I must have missed something though, because 4 months in there was one weekend where something just felt off all of a sudden, and a couple days later the hammer fell that she wanted to end the relationship. A few days later I got COVID, a training partner of mine died, and I started falling behind in my courses. I got insanely depressed, fell HARD back into porn, and couldn't go a week without having a panic attack or thinking of jumping in front of a bus. I was a blubbering mess, and I think I ruined her opinion of me. As soon as graduation ended, I booked a ticket to California and started a 2 month backpacking trip across the USA, Canada, and Europe, all without telling any of my friends or immediate family. When I returned to start work, I saw she unfollowed me on every social media account I still had. I haven't checked, but I imagine she's blocked me or at least lost my phone number.
Since then, I am trying to get my life back together. I started taking anti-depressants, got diagnosed with ADHD, am getting a test to determine if I am on the ASD, eating healthier, going to the gym, reading classic books+films (I am working my way through the IMDB Top 100 Movies of All Time), getting back in touch with my old hobbies, starting new ones, and am planning a second shorter and more well-planned backpacking trip for the summer. I like the stoic approach to life: everything that happens is--at best--something to be joyful about--and at worst--necessary to become a more well-rounded and wiser person. What happened this year rattled me to my core, but it set me on a path where I am taking more responsibility for my mental health, drinking up more culture, and polishing the edges to my ego.
Porn was certainly not the reason my relationship ended, but it played too large a role in setting the boundaries of our relationship for me to ignore it.
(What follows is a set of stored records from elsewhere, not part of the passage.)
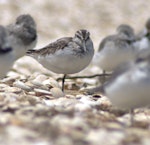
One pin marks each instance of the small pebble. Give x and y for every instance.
(57, 92)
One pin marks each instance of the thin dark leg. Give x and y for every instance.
(63, 81)
(103, 78)
(132, 116)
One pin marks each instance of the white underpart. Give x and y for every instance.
(111, 57)
(130, 90)
(65, 61)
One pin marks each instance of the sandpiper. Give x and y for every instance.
(67, 55)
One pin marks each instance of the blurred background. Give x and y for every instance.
(57, 18)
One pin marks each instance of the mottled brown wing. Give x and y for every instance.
(55, 46)
(104, 41)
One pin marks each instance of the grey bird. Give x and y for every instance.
(7, 56)
(116, 49)
(67, 55)
(143, 39)
(129, 85)
(22, 34)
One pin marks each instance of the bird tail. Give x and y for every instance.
(99, 89)
(31, 52)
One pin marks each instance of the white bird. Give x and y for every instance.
(22, 35)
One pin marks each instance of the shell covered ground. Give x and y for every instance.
(34, 111)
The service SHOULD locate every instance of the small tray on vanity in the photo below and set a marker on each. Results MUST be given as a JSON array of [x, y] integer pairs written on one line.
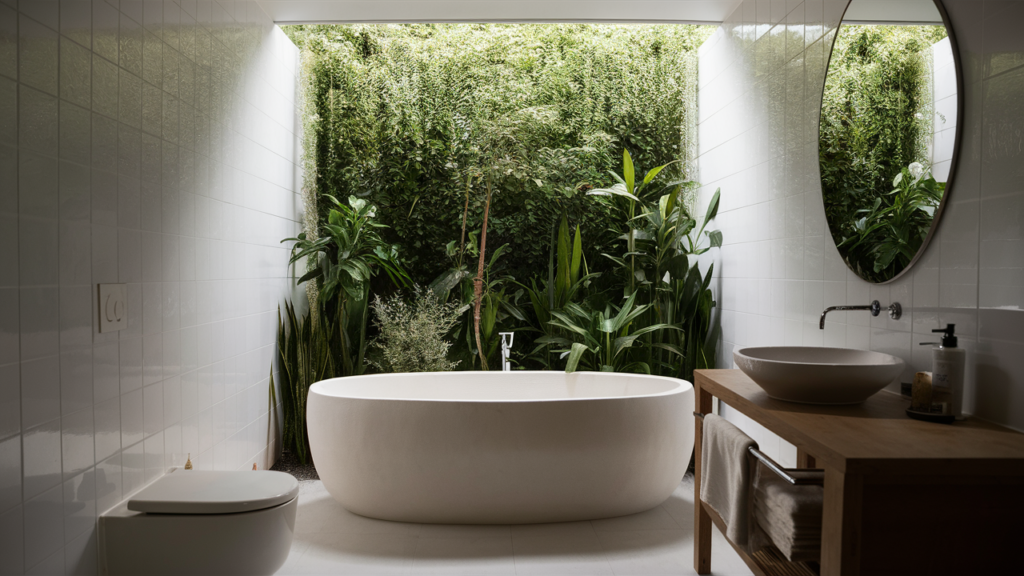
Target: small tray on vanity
[[931, 416]]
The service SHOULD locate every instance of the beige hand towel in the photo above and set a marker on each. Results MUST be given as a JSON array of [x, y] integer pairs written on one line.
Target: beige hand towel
[[786, 516], [725, 475]]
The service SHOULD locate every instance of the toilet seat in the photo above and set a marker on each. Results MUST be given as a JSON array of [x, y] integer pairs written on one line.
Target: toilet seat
[[215, 492], [202, 522]]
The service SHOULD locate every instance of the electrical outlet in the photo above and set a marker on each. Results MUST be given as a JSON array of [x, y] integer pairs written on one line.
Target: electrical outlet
[[113, 307], [906, 388]]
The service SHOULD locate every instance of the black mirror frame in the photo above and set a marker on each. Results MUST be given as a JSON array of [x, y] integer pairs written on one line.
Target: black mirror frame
[[957, 134]]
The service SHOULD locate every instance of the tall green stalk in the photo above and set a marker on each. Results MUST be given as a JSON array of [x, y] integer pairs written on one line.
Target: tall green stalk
[[304, 355]]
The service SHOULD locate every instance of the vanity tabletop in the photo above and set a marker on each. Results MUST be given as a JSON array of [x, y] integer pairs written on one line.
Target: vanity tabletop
[[876, 437]]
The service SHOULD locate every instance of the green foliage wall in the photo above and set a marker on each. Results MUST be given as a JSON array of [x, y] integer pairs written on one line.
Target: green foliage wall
[[398, 115], [870, 128]]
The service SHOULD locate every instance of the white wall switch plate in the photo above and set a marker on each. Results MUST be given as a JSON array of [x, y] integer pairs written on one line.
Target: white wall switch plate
[[113, 307]]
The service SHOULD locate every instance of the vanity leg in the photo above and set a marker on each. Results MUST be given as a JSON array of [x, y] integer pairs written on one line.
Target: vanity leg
[[805, 460], [701, 522], [841, 524]]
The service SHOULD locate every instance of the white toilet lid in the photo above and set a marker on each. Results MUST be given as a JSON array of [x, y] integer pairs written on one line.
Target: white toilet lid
[[214, 492]]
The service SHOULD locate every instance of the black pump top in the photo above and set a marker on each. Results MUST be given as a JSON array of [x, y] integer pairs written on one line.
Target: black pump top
[[948, 338]]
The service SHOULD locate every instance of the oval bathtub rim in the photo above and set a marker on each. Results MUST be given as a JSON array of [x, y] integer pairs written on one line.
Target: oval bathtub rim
[[682, 386]]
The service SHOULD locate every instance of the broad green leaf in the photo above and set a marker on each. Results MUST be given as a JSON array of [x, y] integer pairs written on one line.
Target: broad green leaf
[[576, 353]]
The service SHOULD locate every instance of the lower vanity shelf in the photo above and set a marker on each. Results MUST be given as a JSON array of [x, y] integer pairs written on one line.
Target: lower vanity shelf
[[901, 496]]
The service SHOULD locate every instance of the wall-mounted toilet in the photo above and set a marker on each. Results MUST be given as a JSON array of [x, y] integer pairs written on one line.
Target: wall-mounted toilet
[[202, 522]]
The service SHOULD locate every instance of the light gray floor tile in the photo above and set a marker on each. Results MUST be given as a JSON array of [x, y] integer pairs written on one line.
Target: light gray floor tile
[[332, 540]]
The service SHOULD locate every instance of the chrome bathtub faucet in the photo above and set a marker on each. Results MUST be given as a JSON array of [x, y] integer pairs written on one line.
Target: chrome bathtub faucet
[[895, 311], [506, 350]]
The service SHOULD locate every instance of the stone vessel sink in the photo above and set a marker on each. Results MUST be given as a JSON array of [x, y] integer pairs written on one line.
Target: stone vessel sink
[[818, 375]]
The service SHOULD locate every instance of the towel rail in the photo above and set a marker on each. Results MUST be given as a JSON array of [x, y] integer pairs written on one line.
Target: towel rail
[[796, 477]]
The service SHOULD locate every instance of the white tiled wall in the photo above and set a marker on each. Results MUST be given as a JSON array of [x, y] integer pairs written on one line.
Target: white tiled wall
[[760, 88], [151, 144]]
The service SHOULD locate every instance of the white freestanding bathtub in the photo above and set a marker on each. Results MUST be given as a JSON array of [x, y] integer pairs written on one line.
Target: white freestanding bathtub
[[500, 447]]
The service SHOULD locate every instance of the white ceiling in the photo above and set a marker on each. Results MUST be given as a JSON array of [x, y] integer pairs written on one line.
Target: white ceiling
[[305, 11], [710, 11], [893, 11]]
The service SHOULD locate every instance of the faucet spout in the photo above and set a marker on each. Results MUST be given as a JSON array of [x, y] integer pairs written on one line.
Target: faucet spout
[[506, 350], [875, 309], [895, 311]]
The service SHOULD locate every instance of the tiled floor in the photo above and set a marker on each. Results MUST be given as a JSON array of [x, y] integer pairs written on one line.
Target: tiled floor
[[331, 540]]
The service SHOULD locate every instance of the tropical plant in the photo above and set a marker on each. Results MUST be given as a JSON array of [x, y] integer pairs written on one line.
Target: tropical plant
[[398, 112], [304, 358], [662, 240], [346, 255], [886, 237], [633, 202], [412, 336], [600, 339], [567, 282]]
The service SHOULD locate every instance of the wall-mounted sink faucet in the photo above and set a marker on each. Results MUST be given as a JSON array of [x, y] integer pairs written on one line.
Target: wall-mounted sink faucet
[[895, 311], [506, 350]]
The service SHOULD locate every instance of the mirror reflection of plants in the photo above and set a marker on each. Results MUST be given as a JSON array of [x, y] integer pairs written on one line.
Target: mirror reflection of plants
[[413, 335], [877, 118], [886, 237]]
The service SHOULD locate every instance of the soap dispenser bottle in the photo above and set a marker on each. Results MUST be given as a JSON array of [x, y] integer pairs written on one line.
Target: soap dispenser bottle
[[948, 363]]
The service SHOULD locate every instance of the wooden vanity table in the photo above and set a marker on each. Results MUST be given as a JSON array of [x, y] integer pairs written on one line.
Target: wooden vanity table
[[901, 496]]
There is no reason why I shouldn't be comfortable in a physical relationship, and if pornography is one possible explanation for why I find that so challenging, I would rather just live without it. So here is what I am committing to:
1. Absolutely zero porn from here on out
2. Once a week, engage in "mindful masturbation" using only my mind; I think this will help with the desensitization, and making sex less about "when will I climax..." and more like "I am enjoying every moment of this..."
3. Use lubricant and soft grip to avoid desensitization
4. Post updates to keep myself honest
This is my first time using an online forum like this, I hope that having a like-minded community will help.